(SHOULD I READ IT OR WATCH IT?)
It might sound goofy, but many teachers, especially grade school teachers―though I’ve see it happen to teachers at every level―have experienced that strange moment of encounter with a student outside of the confines of school: the student’s stunned recognition at the shopping mall, or the cinema, or even the doctor’s waiting room; the spontaneous smile (thank goodness for that!) and then the: “Hey! Hi Mr. or Mrs. So-and-So!”; as though this is the most incongruous situation in the world, as though teachers don’t exist beyond their classrooms, as though they’re larger than life.
Well, maybe not show business (or else I wouldn’t be teaching), but definitely theatrical.

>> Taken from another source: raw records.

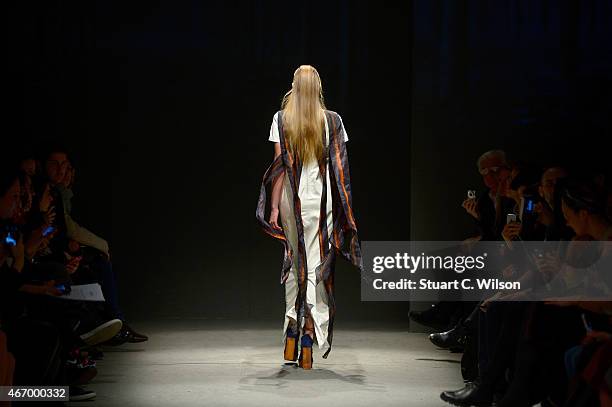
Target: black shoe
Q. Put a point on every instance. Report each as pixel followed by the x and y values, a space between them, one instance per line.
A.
pixel 433 317
pixel 133 336
pixel 473 394
pixel 119 339
pixel 454 339
pixel 98 333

Oh yes. I know this because I experience it every time I enter a room full of students. Teaching is performance. It’s drama: it’s about bringing to life the story you’re telling, holding your students’ attention, captivating them, engaging them, drawing them into the world of knowledge and mind expansion that you’re trying to create; and it’s about breaking that fourth wall and grabbing them by the collar if need be.
No surprise then, that so many great characters on stage, in books and in movies, have been teachers. Teachers come in so many incarnations! There’s the Mentor, the Guide, the Genius, the Dictator, the Disciplinarian, the Charismatic Leader, the Seducer, the Oppressor, the Bully, the Misfit, the Nerd, the Friend, the Clown, the Confidante, the Comedian, the Eccentric, the Hero, the Incompetent, the Unforgettable, the Traditionalist, the Sage, the Ideologue, the Burnout, the Sadist and lastly, the Life Changer.

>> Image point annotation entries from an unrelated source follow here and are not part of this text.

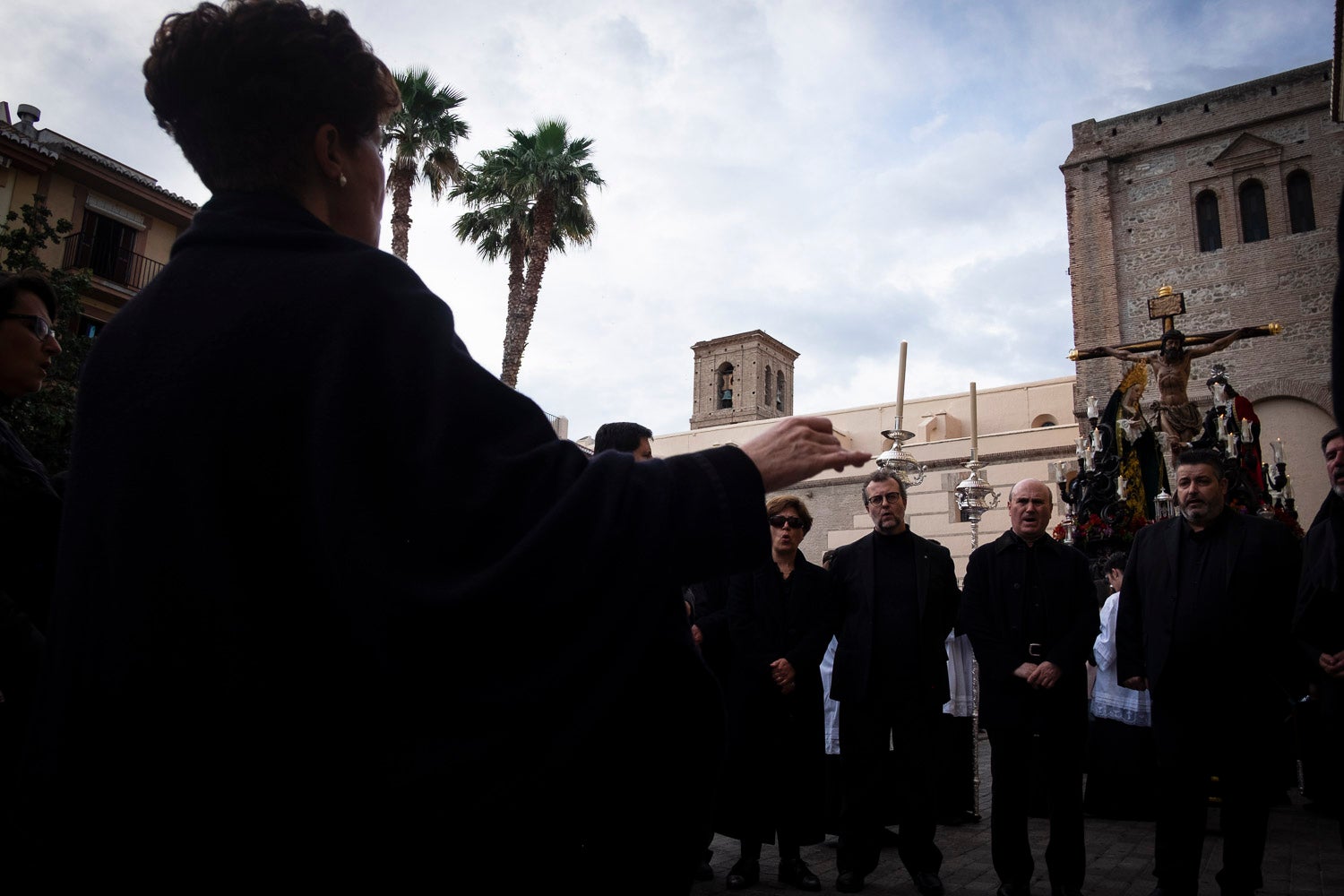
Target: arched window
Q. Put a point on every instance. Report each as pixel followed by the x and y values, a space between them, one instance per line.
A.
pixel 725 386
pixel 1254 218
pixel 1301 211
pixel 1206 214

I can think of examples of all of these in life, as in fiction, and the Library’s collection is full of books and movies that cover the entire rogues’ gallery.
Best to start at the top, I suppose, which means in such places as English boarding schools like Brookefield grammar school; or Marcia Blaine, a conservative girls’ school in 1930s Edinburgh, Scotland; or across the Atlantic, at Welton Academy, a posh prep school for boys in the North East. Though none of these may ring a bell, it’s within their walls that Mr. Chips, Miss Jean Brody, and English teacher John Keating changed the lives of so many of their students.
In Goodbye Mr. Chips, the novella by James Hilton (published in 1934), it’s Mr. Chipping (Mr. Chips, for short), who wins his students’ loyalty and eventually their hearts, by gradually evolving from traditionalist disciplinarian to quiet mentor, guide and sage. The story is such a classic, that it has been adapted several times for the big screen and also for television.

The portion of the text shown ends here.